Für eine Pflicht, seinen Namen öffentlich nennen zu müssen, wird argumentiert, dass Täter aufgrund fehlender Anonymität eine größere Hemmschwelle hätten, „Hass-Kommentare“ zu äußern. Zudem können Opfer effektiver gegen Täter vorgehen, die anhand des Namens identifizierbar sind. Rechtsinstrumente, die es dem Betroffenen (mit Hilfe der zuständigen Behörden) ermöglichen, herauszufinden, wer hinter einem Pseudonym steckt, gibt es (insb. § 21 Abs. 2 bis 4 TTDSG und dem Netzwerkdurchsetzungsgesetz „NetzDG“). Es ist jedoch in jedem Fall schwieriger einen anonymen Täter zur Rechenschaft zu ziehen als einen Täter, der unter seinem wahren Namen agiert. Auch mag die Hemmschwelle für beleidigende, strafbare Inhalte fallen, wenn diese nicht unter dem eigenen Namen gepostet werden.

Befürworter der Anonymität im Netz argumentieren vor allem mit dem Opferschutz: Jeder Nutzer, der im Netzwerk aktiv ist und Meinungen äußert, kann Opfer eines Ansturms von „Hass-Kommentaren“ (sog. „Shitstorm“) werden. Da Socialmedia-Präsenz heute vielfach im Geschäftsverkehr als Informationsquelle für beabsichtigte Geschäftsbeziehungen genutzt wird, kann ein solcher Vorfall im Einzelfall bedeuten, dass sich ein Arbeitgeber gegen einen Bewerber entscheidet oder ein Geschäftspartner die Geschäftsbeziehung aufgibt oder ablehnt. Insofern werde auch die Meinungsfreiheit tangiert, da diese Gefahr den Einzelnen davon abhalten könnte, seine Meinung frei zu äußern. Hinzu kommt das Recht auf informationelle Selbstbestimmung einschließlich des Rechts, selbst zu entscheiden, wo der eigene Namen offenbart wird und wo nicht.

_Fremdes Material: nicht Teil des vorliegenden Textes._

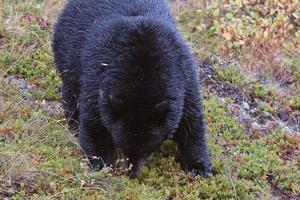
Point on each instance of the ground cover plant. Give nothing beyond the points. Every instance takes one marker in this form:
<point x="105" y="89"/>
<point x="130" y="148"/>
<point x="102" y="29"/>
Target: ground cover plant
<point x="248" y="55"/>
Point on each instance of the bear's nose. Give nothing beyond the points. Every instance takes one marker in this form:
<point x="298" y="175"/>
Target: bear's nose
<point x="135" y="166"/>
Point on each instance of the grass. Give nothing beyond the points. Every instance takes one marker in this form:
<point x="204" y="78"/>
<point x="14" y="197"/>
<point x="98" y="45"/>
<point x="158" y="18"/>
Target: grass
<point x="39" y="159"/>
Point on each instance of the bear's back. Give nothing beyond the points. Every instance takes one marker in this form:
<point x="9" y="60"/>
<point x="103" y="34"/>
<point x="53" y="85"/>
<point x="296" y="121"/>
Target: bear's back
<point x="78" y="15"/>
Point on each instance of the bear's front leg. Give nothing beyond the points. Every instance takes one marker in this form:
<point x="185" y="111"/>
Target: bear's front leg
<point x="191" y="139"/>
<point x="96" y="143"/>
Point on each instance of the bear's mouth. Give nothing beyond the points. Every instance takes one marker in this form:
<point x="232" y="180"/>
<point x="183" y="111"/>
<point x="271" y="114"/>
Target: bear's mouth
<point x="135" y="166"/>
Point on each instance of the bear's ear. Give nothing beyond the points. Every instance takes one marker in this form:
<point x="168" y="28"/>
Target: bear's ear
<point x="163" y="107"/>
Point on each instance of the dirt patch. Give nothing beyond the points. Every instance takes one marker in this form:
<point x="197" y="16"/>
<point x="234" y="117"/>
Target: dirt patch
<point x="245" y="107"/>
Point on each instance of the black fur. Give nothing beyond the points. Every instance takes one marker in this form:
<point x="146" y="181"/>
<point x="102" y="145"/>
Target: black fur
<point x="135" y="79"/>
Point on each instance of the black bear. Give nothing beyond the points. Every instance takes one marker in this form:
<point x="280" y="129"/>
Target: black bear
<point x="129" y="82"/>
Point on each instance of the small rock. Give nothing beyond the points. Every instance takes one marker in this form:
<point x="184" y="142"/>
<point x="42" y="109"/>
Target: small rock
<point x="246" y="105"/>
<point x="267" y="115"/>
<point x="255" y="126"/>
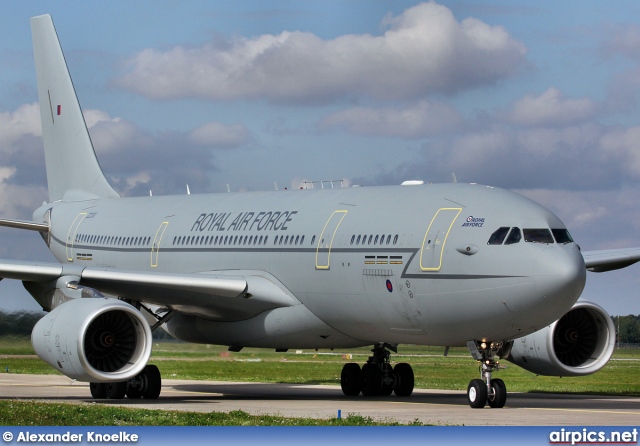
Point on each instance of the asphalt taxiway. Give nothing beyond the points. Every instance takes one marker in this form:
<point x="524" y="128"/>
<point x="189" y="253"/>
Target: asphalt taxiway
<point x="429" y="406"/>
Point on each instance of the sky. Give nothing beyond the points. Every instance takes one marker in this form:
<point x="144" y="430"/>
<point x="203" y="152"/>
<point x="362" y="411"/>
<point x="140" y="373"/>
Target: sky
<point x="542" y="98"/>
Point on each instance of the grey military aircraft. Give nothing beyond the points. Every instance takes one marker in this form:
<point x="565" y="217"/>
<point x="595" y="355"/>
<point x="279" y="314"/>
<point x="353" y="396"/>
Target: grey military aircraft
<point x="437" y="264"/>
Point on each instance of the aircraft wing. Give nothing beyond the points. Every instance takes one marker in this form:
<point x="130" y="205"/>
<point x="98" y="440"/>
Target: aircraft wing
<point x="217" y="295"/>
<point x="610" y="259"/>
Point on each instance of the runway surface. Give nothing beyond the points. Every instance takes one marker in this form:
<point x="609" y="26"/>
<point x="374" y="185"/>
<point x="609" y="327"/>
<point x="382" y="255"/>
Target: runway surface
<point x="429" y="406"/>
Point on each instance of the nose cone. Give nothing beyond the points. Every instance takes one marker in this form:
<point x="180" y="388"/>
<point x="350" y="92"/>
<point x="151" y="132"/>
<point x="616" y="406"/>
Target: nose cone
<point x="559" y="277"/>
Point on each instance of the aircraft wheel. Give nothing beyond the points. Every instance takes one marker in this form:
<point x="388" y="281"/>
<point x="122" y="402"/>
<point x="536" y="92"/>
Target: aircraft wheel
<point x="371" y="380"/>
<point x="98" y="390"/>
<point x="499" y="397"/>
<point x="153" y="382"/>
<point x="404" y="379"/>
<point x="117" y="390"/>
<point x="477" y="394"/>
<point x="133" y="393"/>
<point x="350" y="379"/>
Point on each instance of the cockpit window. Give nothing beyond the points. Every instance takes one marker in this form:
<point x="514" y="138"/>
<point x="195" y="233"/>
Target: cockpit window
<point x="514" y="236"/>
<point x="498" y="237"/>
<point x="562" y="236"/>
<point x="538" y="236"/>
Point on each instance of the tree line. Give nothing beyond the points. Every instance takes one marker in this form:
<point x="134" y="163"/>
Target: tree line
<point x="21" y="323"/>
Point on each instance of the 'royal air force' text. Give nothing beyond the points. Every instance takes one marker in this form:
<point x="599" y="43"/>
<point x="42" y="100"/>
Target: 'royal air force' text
<point x="244" y="221"/>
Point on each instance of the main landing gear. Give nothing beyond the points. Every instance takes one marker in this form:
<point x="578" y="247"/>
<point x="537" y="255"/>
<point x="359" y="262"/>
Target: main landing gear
<point x="487" y="390"/>
<point x="146" y="384"/>
<point x="377" y="377"/>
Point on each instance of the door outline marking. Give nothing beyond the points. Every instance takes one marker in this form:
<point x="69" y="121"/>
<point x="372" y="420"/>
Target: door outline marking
<point x="71" y="235"/>
<point x="155" y="247"/>
<point x="320" y="254"/>
<point x="442" y="241"/>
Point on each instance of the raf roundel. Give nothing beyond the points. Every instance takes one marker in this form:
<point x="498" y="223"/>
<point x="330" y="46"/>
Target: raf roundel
<point x="389" y="286"/>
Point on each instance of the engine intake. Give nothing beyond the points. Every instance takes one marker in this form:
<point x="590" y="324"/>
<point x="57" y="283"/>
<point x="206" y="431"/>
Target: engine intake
<point x="94" y="339"/>
<point x="580" y="343"/>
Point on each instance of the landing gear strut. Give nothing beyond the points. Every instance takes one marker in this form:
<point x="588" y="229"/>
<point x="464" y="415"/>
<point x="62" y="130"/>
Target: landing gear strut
<point x="487" y="390"/>
<point x="377" y="377"/>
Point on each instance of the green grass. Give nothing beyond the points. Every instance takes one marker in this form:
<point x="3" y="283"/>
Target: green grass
<point x="189" y="361"/>
<point x="20" y="413"/>
<point x="432" y="370"/>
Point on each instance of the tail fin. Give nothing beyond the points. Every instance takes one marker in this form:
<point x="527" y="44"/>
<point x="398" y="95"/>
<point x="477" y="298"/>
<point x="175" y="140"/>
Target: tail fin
<point x="73" y="171"/>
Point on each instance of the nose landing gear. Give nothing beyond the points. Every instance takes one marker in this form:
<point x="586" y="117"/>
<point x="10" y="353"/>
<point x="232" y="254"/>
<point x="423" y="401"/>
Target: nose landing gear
<point x="487" y="390"/>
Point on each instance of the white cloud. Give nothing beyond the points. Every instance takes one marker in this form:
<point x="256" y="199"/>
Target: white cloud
<point x="215" y="134"/>
<point x="24" y="121"/>
<point x="424" y="50"/>
<point x="551" y="108"/>
<point x="416" y="121"/>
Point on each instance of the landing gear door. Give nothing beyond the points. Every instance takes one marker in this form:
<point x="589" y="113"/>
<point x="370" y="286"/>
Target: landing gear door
<point x="325" y="241"/>
<point x="436" y="238"/>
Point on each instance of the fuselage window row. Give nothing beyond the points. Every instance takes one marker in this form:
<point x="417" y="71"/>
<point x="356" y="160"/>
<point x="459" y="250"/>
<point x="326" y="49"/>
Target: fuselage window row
<point x="112" y="240"/>
<point x="370" y="240"/>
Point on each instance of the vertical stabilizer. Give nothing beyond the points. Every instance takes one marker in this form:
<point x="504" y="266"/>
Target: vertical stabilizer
<point x="73" y="171"/>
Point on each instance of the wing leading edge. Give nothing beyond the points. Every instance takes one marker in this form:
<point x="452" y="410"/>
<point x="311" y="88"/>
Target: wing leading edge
<point x="215" y="295"/>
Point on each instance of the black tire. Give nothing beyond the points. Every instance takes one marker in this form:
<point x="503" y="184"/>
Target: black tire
<point x="117" y="390"/>
<point x="371" y="380"/>
<point x="477" y="394"/>
<point x="388" y="380"/>
<point x="350" y="379"/>
<point x="98" y="390"/>
<point x="499" y="397"/>
<point x="151" y="390"/>
<point x="133" y="393"/>
<point x="404" y="379"/>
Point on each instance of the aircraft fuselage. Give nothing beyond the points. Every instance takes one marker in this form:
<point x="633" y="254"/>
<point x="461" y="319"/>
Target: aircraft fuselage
<point x="398" y="264"/>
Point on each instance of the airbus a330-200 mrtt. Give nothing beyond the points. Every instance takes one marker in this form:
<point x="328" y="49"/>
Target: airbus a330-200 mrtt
<point x="450" y="265"/>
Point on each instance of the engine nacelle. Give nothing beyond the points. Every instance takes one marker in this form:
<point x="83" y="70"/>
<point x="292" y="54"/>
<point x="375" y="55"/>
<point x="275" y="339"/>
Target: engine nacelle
<point x="94" y="339"/>
<point x="579" y="343"/>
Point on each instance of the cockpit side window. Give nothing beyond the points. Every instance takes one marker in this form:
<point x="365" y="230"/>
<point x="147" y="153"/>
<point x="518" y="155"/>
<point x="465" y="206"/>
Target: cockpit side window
<point x="498" y="237"/>
<point x="514" y="236"/>
<point x="562" y="236"/>
<point x="538" y="236"/>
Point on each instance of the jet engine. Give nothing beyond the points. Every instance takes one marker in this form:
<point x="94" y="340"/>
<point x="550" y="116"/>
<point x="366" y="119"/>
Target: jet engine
<point x="579" y="343"/>
<point x="94" y="339"/>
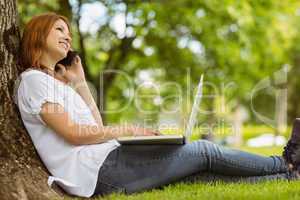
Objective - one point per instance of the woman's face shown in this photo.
(58, 40)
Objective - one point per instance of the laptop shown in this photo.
(169, 139)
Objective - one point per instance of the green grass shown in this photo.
(280, 190)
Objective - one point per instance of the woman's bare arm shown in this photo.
(83, 90)
(59, 120)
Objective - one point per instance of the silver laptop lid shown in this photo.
(195, 109)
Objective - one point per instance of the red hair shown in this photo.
(34, 38)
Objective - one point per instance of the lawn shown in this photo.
(264, 190)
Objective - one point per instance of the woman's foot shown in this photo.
(291, 151)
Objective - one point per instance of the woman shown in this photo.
(82, 154)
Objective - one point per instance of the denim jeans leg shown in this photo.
(134, 168)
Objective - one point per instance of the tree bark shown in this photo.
(22, 174)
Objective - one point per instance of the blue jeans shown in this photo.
(135, 168)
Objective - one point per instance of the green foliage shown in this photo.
(235, 43)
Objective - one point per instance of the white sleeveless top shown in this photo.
(74, 168)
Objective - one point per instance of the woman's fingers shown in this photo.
(61, 69)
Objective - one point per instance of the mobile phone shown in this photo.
(67, 61)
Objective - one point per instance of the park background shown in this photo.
(143, 60)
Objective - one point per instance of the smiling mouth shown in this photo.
(64, 45)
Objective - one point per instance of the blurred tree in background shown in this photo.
(142, 49)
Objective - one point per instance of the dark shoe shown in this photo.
(291, 151)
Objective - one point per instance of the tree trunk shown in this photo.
(22, 174)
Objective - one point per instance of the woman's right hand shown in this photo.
(73, 74)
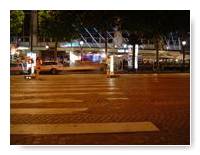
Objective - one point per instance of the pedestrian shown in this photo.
(38, 67)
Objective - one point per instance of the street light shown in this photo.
(183, 46)
(125, 46)
(47, 46)
(81, 45)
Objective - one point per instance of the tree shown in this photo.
(59, 25)
(156, 24)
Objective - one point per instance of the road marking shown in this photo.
(122, 98)
(82, 128)
(46, 110)
(109, 93)
(30, 101)
(19, 94)
(57, 85)
(59, 89)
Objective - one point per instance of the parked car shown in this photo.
(16, 68)
(51, 66)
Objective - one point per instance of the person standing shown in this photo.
(38, 67)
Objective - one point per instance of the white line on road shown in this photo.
(48, 100)
(82, 128)
(34, 111)
(118, 98)
(59, 89)
(19, 94)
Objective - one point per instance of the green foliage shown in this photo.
(16, 21)
(58, 24)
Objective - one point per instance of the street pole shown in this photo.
(183, 46)
(31, 41)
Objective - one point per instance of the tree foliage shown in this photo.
(16, 21)
(58, 24)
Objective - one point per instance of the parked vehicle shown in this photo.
(17, 68)
(51, 66)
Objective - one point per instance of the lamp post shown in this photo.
(183, 47)
(81, 45)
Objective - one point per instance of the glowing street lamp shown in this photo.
(47, 46)
(81, 45)
(183, 46)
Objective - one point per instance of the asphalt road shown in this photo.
(42, 110)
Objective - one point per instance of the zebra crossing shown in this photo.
(66, 91)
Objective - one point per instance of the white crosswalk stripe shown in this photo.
(21, 91)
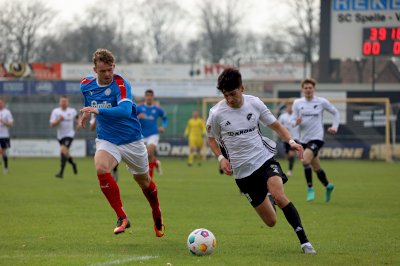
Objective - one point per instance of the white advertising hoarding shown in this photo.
(44, 148)
(349, 17)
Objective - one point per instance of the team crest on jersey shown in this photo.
(251, 117)
(275, 168)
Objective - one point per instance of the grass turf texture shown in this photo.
(48, 221)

Diese Diskussion wird aktuell in diversen Grundlegenden Verfahren relevant. Sie steht im Kontext u.a. zu einer aktuellen BVerfG-Entscheidung im Fall Künast und den Klagen von Facebook & Co. gegen Übermittlungspflichten an das Bundeskriminalamt unter dem NetzDG:

  • Um die Frage, welche Inhalte zu löschen sind und was noch hingenommen werden muss, ging es jüngst vor dem BVerfG im Fall Künast. Das Gericht verpflichtete das KG Berlin, neu abzuwägen und mit klarerem Maßstab zu prüfen, welche Aussagen zu löschen sind (BVerfG, Beschl. v. 19.12.2021 – 1 BvR 1073/20 mit Pressemitteilung vom 02.02.2022). Ganz konkret geht es in der Angelegenheit gerade darum, dass die Betroffene vom Plattformbetreiber erfährt, wer konkret bestimmte Aussagen getätigt hat, also die Klarnamen der Verfasser, um gegen diese vorgehen zu können. Die Entscheidung wird als Sieg für den Schutz Betroffener eingestuft. 
  • Große Plattformbetreiber wehren sich aktuell gegen eine Neuregelung im NetzDG, die sie zur Herausgabe von Nutzerdaten an das Bundeskriminalamt verpflichtet – auch hier geht es mithin, aber in anderer Stoßrichtung, um Identität oder Pseudonym von Benutzern (der heise-Artikel ist hier abrufbar).